What does it mean to socialize your puppy or dog? It means exposing them to as many new situations, places, people and animals as you possibly can,early on, so that the pup will grow to be confident and secure no matter where you may take them or whom they may meet later on in their life. It is extremely important that any socializing be monitored so that new experiences are made as positive as possible for your pup/dog. A bad experience can leave a dog that was once confident and secure, quivering in fear at even the sight of another dog, person or place. This is one of the reasons dog parks can be such a disaster, especially for a young pup who is still learning the ropes so to speak. They can learn to distrust and fear dogs in general after being bullied at a dog park….leading to the owners having to then bring in trainers or behaviorists in the attempt to reverse the problem. And sometimes, no matter how much they work to correct it, that dog may never be the same again. May never be totally stable around other dogs.
Many people suggest, myself included, that instead of putting your pup or older dog in situations that can be unpredictable and risky, it is safer to arrange smaller, more secure settings where you have a better idea of how things will go. For instance, instead of taking your pup into a large gathering of other dogs to socialize, pick a dog or two that you know and trust, who’s play style suits that of your pup/dog and go from there. Arranging play dates with your friend’s dog is a much safer bet than putting them in a fenced in area with strange dogs you’ve never met before, and have no way of knowing how they will behave…or if the owners are in control of the dog/s.
Try not to overwhelm your dog. Too much of anything at one time is never a good thing. While some dogs may cope just fine with an overload of stimulation, others can shut down completely, leaving you ten steps back rather than ten steps ahead.

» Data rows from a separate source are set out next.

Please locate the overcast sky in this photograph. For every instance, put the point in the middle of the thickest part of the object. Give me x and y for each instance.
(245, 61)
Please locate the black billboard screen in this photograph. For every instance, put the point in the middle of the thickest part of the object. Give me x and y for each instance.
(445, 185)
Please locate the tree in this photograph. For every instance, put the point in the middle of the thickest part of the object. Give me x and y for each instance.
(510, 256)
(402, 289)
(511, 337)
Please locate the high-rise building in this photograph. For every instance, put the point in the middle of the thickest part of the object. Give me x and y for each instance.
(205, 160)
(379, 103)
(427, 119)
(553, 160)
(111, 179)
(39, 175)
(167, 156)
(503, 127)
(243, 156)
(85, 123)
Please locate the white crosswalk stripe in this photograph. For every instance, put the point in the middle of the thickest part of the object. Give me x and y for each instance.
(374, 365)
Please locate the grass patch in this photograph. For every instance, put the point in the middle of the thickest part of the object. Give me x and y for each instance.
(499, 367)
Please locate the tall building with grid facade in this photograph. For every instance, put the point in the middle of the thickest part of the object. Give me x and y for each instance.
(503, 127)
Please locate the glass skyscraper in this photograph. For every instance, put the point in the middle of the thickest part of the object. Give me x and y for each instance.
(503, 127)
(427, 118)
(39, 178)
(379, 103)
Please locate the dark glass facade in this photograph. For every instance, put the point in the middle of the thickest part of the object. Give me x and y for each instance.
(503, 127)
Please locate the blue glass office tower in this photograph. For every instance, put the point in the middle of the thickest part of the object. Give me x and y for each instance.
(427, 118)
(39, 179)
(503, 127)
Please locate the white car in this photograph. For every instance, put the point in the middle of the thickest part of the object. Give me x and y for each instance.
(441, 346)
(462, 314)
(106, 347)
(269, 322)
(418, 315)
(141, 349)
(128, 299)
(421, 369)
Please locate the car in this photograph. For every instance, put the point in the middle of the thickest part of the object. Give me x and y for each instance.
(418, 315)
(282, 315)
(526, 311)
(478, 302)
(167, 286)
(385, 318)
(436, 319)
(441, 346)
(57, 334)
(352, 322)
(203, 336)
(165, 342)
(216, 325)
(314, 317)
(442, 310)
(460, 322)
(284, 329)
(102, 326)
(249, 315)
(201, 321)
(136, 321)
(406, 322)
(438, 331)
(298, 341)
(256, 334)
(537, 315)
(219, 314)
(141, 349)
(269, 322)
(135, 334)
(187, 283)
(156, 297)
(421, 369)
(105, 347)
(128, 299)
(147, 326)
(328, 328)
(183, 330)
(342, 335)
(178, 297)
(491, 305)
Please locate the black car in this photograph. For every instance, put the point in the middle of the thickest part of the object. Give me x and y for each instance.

It is true, that by socializing your dog as much as possible, you can make a dog much more likely to be confident and secure in new situations. That is a given. However…what I do not agree with, and never have, is the idea that socialization is the cure all to ALL behavioral issues, or that it completely erases a dog’s genetic predispositions. I’ve seen far too much evidence to the contrary to believe that. It is a preventative, it is a teaching tool,but it is not a one size fits all fix to everything.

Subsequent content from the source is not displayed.